Inspiration

Computers speak fast; we don’t. Human→machine communication bandwidth is tiny—and for people who can’t use hands or voice, it can be near zero. NeuroRelay explores a different path: use the eyes to choose, then let a local reasoning agent do the heavy lifting—all offline for privacy and reliability.

What is SSVEP ?
Steady-State Visual Evoked Potentials appear when you look at a flickering stimulus (e.g., 10 Hz). The visual cortex echoes that rhythm (and harmonics). If each on-screen tile flickers at a different frequency, an EEG decoder can infer which one you’re looking at.


What it does

A clean 2×2 UI shows four large choices: HELP / READ / PLAN / MESSAGE.
The user fixes their gaze; we run an SSVEP decoder to pick the winning tile, show neurofeedback (confidence + dwell ring), then trigger a local gpt-oss agent to act inside a sandbox:

  • READ → short summary tailored for offline TTS.
  • PLAN → 5–8-step action plan or extracted TODOs.
  • DEADLINES → due-date extraction + optional .ics file.
  • MESSAGE / HELP → concise caregiver message or a high-contrast on-screen overlay.
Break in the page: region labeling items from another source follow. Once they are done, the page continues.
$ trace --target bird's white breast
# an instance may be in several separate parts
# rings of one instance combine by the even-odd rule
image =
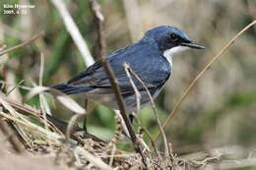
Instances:
[[[167,59],[171,68],[172,68],[172,58],[175,57],[178,53],[185,51],[186,49],[188,49],[188,47],[186,46],[175,46],[163,52],[163,56]]]

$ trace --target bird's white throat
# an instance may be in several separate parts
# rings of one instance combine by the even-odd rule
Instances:
[[[172,58],[175,57],[178,53],[187,50],[186,46],[175,46],[173,48],[167,49],[163,52],[163,56],[168,60],[170,66],[172,66]]]

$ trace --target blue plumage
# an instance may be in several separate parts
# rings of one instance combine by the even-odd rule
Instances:
[[[135,44],[110,53],[107,61],[118,81],[128,111],[136,110],[136,96],[127,78],[123,64],[126,62],[143,80],[154,97],[160,92],[172,70],[172,53],[180,48],[203,48],[193,43],[180,29],[171,27],[159,27],[149,30],[144,38]],[[170,57],[170,58],[168,58]],[[141,92],[141,104],[150,101],[142,85],[133,78]],[[108,98],[103,104],[117,109],[111,84],[101,66],[96,62],[68,83],[51,86],[66,94],[85,93],[91,99]]]

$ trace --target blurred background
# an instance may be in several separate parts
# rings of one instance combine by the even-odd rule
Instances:
[[[2,90],[8,91],[22,80],[25,86],[38,84],[40,53],[45,56],[43,85],[66,82],[87,67],[50,0],[5,2],[32,4],[35,8],[27,10],[25,15],[3,15],[1,4],[0,47],[15,46],[39,31],[44,31],[45,35],[1,56]],[[66,0],[65,3],[96,60],[96,28],[89,2]],[[100,0],[99,3],[105,18],[104,34],[109,53],[136,42],[147,30],[162,25],[177,27],[191,39],[206,46],[205,50],[186,51],[174,59],[171,79],[156,100],[162,122],[197,74],[232,36],[256,18],[255,0]],[[166,127],[166,136],[174,151],[181,155],[230,145],[247,150],[246,154],[255,151],[255,57],[254,27],[206,72]],[[27,93],[28,90],[17,88],[10,97],[25,101]],[[74,98],[83,105],[83,98]],[[38,96],[28,103],[39,107]],[[115,128],[114,113],[104,106],[92,108],[89,132],[110,140]],[[57,103],[52,113],[64,120],[72,115]],[[155,136],[159,129],[151,106],[141,111],[141,117],[143,125]],[[158,142],[160,146],[162,145],[160,141]]]

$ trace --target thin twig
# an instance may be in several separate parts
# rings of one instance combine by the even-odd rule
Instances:
[[[28,45],[28,44],[32,43],[32,41],[34,41],[35,39],[41,37],[42,35],[43,35],[43,32],[41,31],[41,32],[39,32],[38,34],[32,36],[31,39],[26,40],[26,41],[24,41],[23,43],[21,43],[21,44],[19,44],[19,45],[17,45],[17,46],[14,46],[14,47],[11,47],[11,48],[9,48],[9,49],[6,49],[6,50],[1,51],[1,52],[0,52],[0,56],[6,54],[6,53],[8,53],[8,52],[14,51],[14,50],[16,50],[16,49],[18,49],[18,48],[21,48],[21,47],[23,47],[23,46],[25,46],[25,45]]]
[[[23,151],[23,147],[21,146],[21,142],[17,136],[15,136],[15,132],[9,127],[9,125],[0,118],[0,129],[8,138],[10,143],[13,145],[14,149],[21,153]]]
[[[100,6],[98,5],[97,1],[96,0],[91,0],[90,1],[91,4],[92,4],[92,10],[96,16],[96,26],[97,26],[97,34],[98,34],[98,43],[99,43],[99,53],[101,54],[101,58],[100,58],[100,61],[102,63],[102,66],[104,68],[104,71],[112,85],[112,89],[114,91],[114,94],[115,94],[115,98],[116,98],[116,101],[117,101],[117,104],[118,104],[118,107],[119,107],[119,110],[120,110],[120,113],[123,117],[123,120],[126,124],[126,127],[128,129],[128,132],[130,134],[130,137],[131,137],[131,140],[133,142],[133,143],[136,143],[137,142],[137,137],[135,135],[135,132],[134,130],[132,129],[132,124],[126,114],[126,109],[125,109],[125,106],[124,106],[124,101],[123,101],[123,98],[121,96],[121,90],[117,85],[117,80],[115,79],[114,77],[114,74],[106,60],[106,51],[105,51],[105,41],[104,41],[104,37],[103,37],[103,32],[102,32],[102,22],[103,22],[103,16],[101,15],[101,12],[100,12]],[[136,146],[136,145],[135,145]],[[137,149],[137,148],[135,148]],[[138,150],[138,149],[137,149]]]
[[[171,120],[171,118],[174,116],[174,114],[177,112],[177,110],[179,109],[182,101],[184,101],[184,99],[188,96],[189,92],[191,91],[191,89],[195,86],[196,83],[198,82],[198,80],[205,74],[205,72],[207,70],[209,70],[211,68],[211,66],[227,50],[227,48],[229,46],[231,46],[234,41],[245,31],[247,30],[250,27],[252,27],[253,25],[256,24],[256,20],[254,20],[251,24],[247,25],[242,30],[240,30],[235,36],[233,36],[233,38],[224,45],[224,47],[220,51],[219,54],[217,54],[213,60],[211,60],[206,67],[198,74],[198,76],[192,81],[192,83],[190,84],[190,85],[187,87],[187,89],[185,90],[185,92],[183,93],[183,95],[180,97],[180,99],[176,102],[176,104],[174,105],[172,111],[169,113],[168,117],[166,118],[165,122],[163,123],[162,127],[165,128],[166,125],[169,123],[169,121]],[[158,132],[158,134],[156,135],[156,137],[154,138],[154,141],[156,142],[158,140],[158,138],[160,137],[160,132]]]
[[[169,149],[168,149],[168,144],[167,144],[167,139],[166,139],[164,131],[163,131],[163,129],[161,127],[160,118],[158,116],[157,107],[156,107],[154,99],[153,99],[153,97],[151,95],[151,92],[150,92],[149,88],[146,86],[146,85],[144,84],[144,82],[141,80],[141,78],[132,70],[132,68],[129,65],[126,65],[126,67],[133,74],[133,76],[140,82],[140,84],[143,85],[143,87],[145,88],[145,90],[147,91],[147,93],[148,93],[148,95],[149,95],[149,97],[151,99],[153,111],[154,111],[154,114],[155,114],[155,116],[157,118],[157,122],[158,122],[159,128],[160,130],[160,134],[162,136],[165,158],[167,158],[169,156]]]
[[[130,83],[131,83],[131,85],[132,85],[132,86],[133,86],[133,89],[134,89],[134,91],[135,91],[135,95],[136,95],[136,105],[137,105],[137,114],[139,114],[139,112],[140,112],[140,110],[141,110],[141,93],[139,92],[139,90],[138,90],[138,88],[137,88],[137,86],[136,86],[136,85],[134,84],[134,82],[133,82],[133,80],[132,80],[132,77],[131,77],[131,74],[129,73],[129,71],[128,71],[128,64],[127,63],[124,63],[123,64],[123,66],[124,66],[124,70],[125,70],[125,72],[126,72],[126,75],[127,75],[127,77],[129,78],[129,81],[130,81]]]
[[[129,71],[128,71],[129,65],[128,65],[127,63],[124,63],[123,66],[124,66],[126,75],[127,75],[127,77],[129,78],[129,81],[130,81],[130,83],[131,83],[131,85],[132,85],[132,86],[133,86],[133,88],[134,88],[134,91],[135,91],[136,100],[137,100],[137,101],[136,101],[136,102],[137,102],[137,115],[138,115],[138,114],[139,114],[139,111],[140,111],[141,93],[139,92],[139,90],[138,90],[136,85],[134,84],[134,82],[133,82],[133,80],[132,80],[131,74],[130,74]],[[161,159],[161,156],[160,156],[159,150],[158,150],[157,147],[156,147],[156,143],[155,143],[155,142],[154,142],[154,140],[153,140],[153,138],[152,138],[150,132],[149,132],[146,128],[144,128],[144,127],[142,126],[141,120],[140,120],[136,115],[134,115],[134,117],[135,117],[136,121],[138,122],[139,126],[142,128],[142,130],[143,130],[143,131],[147,134],[147,136],[149,137],[149,139],[150,139],[150,141],[151,141],[151,143],[152,143],[152,145],[153,145],[153,148],[154,148],[155,152],[158,154],[159,158]]]
[[[24,83],[24,80],[20,81],[17,85],[15,85],[14,87],[12,87],[8,92],[6,92],[5,96],[8,96],[15,88],[17,88],[19,85],[21,85]]]
[[[74,42],[76,43],[82,57],[87,66],[93,65],[95,60],[88,48],[86,40],[83,38],[82,34],[80,33],[78,27],[76,26],[75,22],[73,21],[71,15],[68,12],[68,9],[63,2],[63,0],[51,0],[53,5],[58,10],[64,25],[69,31],[71,37],[73,38]]]

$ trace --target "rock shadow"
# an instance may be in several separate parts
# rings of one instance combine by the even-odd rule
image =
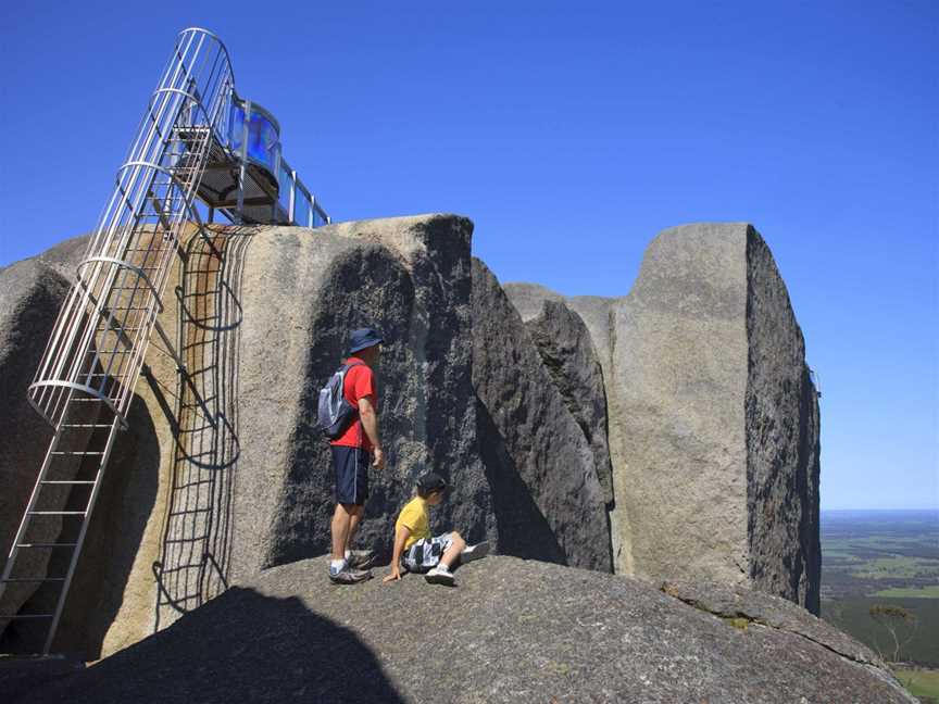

Everything is audited to JSONL (BrainBus) and files are written to workspace/out/.
Runs entirely offline; if LM Studio is present the agent uses a local gpt-oss-20b/120b; otherwise it falls back to deterministic heuristics.


How we built it

  • Stimuli & UI (PySide6/Qt): 2×2 grid, frame-locked flicker with sinusoidal contrast.

    • Frequencies (60 Hz displays): 8.57, 10, 12, 15 Hz (auto-selects 50 Hz set if needed).
    • Comfort controls: intensity slider, pause, fullscreen; accessibility-first typography.
    • Neurofeedback: confidence bar + circular dwell indicator (default 1.2 s).
  • Signal pipeline (SSVEP):

    • Window: ~3.0 s rolling; prediction rate: 4 Hz.
    • Preprocessing: band-pass 5–40 Hz, optional notch 50/60 Hz; target channels O1, Oz, O2.
    • Decoder: CCA against sine/cosine references at 1*f* and 2*f*; softmax over z-scored scores → confidence; stability + dwell to commit.
  • Live / Replay / Sim:

    • Live: LSL (pylsl) inlet with thread-safe ring buffer.
    • Replay: EDF/CSV reader for deterministic demos.
    • Simulation: keyboard control or synthetic LSL streamer (sine + noise) that mirrors the live path.
  • Local agent (offline):

    • BrainBus JSON from UI → agent subprocess.
    • Tools: summarize, todos/plan, deadlines(+ICS), compose message/overlay.
    • Sandboxed I/O: reads workspace/in/, writes workspace/out/.
    • LM Studio (localhost:/v1) with gpt-oss if available; otherwise heuristic fallbacks.
    • Non-destructive by design (drafts only, never sends email).
  • Observability & UX polish: badges for Offline / Local LLM / Live status, last output shortcut, log tail viewer, “take a visual break” hint after multiple commits.


Challenges we ran into

  • Hardware timing: without guaranteed access to the EEG cap before the deadline, we needed a demo path that is credible and reproducible → synthetic LSL stream that uses the same decoder and timing as live.
  • Visual comfort vs. SNR: balancing flicker intensity and duty to reduce fatigue while preserving SSVEP power.
  • Numerical robustness: filter padding, notch design vs. Nyquist, and regularized CCA to avoid ill-conditioned covariances.
  • End-to-end latency: keeping the post-window processing under ~100 ms so total stimulus→action remains ~3.5–4.0 s.

Accomplishments that we're proud of

  • A fully offline, auditable brain-to-agent loop that turns gaze into real work on local documents.
  • Reproducible demo modes (live, replay, sim) using the same decoder pipeline.
  • Accessibility-first UI: high-contrast HELP/MESSAGE overlays, offline TTS, and large targets.
  • Clean JSONL telemetry and a safe sandbox so judges can verify exactly what happens.

What we learned

  • Discrete BCI + local reasoning is a powerful combo: four reliable choices are enough to unlock meaningful workflows.
  • Designing for auditability and safety (JSON logs, drafts-only, sandbox paths) makes offline AI more trustworthy.
  • Small UX touches (dwell ring, stability checks, comfort controls) dramatically improve perceived control.

What's next for NeuroRelay: Brain-to-Agent

  • Light personalization: FBCCA / TRCA and quick per-user channel weighting.
  • Hybrid confirmation: SSVEP select + P300 confirm for double-safe commits.
  • More options (6–8) with adaptive layouts and duty cycles.
  • Assistive ecosystems: AR/VR stimuli, wheelchair/robot triggers, multilingual TTS.
  • Clinical-style packaging: calibration flow, metrics overlay, and operator reports.